Rami: Penso que seja um exemplo a nível mundial. A decisão de seguir suas convicções e não deixar se dobrar pelo que querem os poderosos e detratores é algo admirável. A defesa do espírito popular é a mensagem mais importante que deu o clube e é um presente e também um futuro para o torcedor, que jamais esquecerá. Não aceitar jogar sob condições discriminatória impostas, escolhendo o caminho da luta quando muitos escolheriam o da fácil obediência, foi uma declaração de princípios mais importante que qualquer título. É muito importante a consciência de seus torcedores têm para seguir lutando contra o racismo que até hoje. Embora muitos de hoje, claro, sequer estivessem nascidos na época, a torcida do Vasco segue sendo a que construiu seu próprio estádio, dando uma mensagem de honra e dignidade a todo o país.

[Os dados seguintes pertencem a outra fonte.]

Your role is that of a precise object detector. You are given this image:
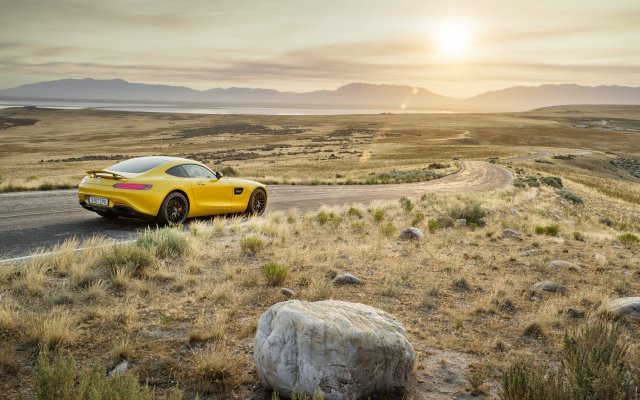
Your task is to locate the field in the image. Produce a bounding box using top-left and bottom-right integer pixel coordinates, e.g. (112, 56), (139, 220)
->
(0, 107), (640, 399)
(0, 106), (640, 191)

Papo na Colina: Você gostaria de estar em São Januário alguma vez?
Rami: Mas é claro que eu gostaria de estar nesse histórico estádio. Poder vivenciar o ambiente que os torcedores produzem deve ser algo imensurável, e ainda mais conhecendo a história por detrás do estádio.
Papo na Colina: Você já se considera um torcedor mais do Vasco?
Rami: Como eu disse em um dos meus vídeos, a torcida vascaína pode ter certeza de que aqui têm mais um torcedor.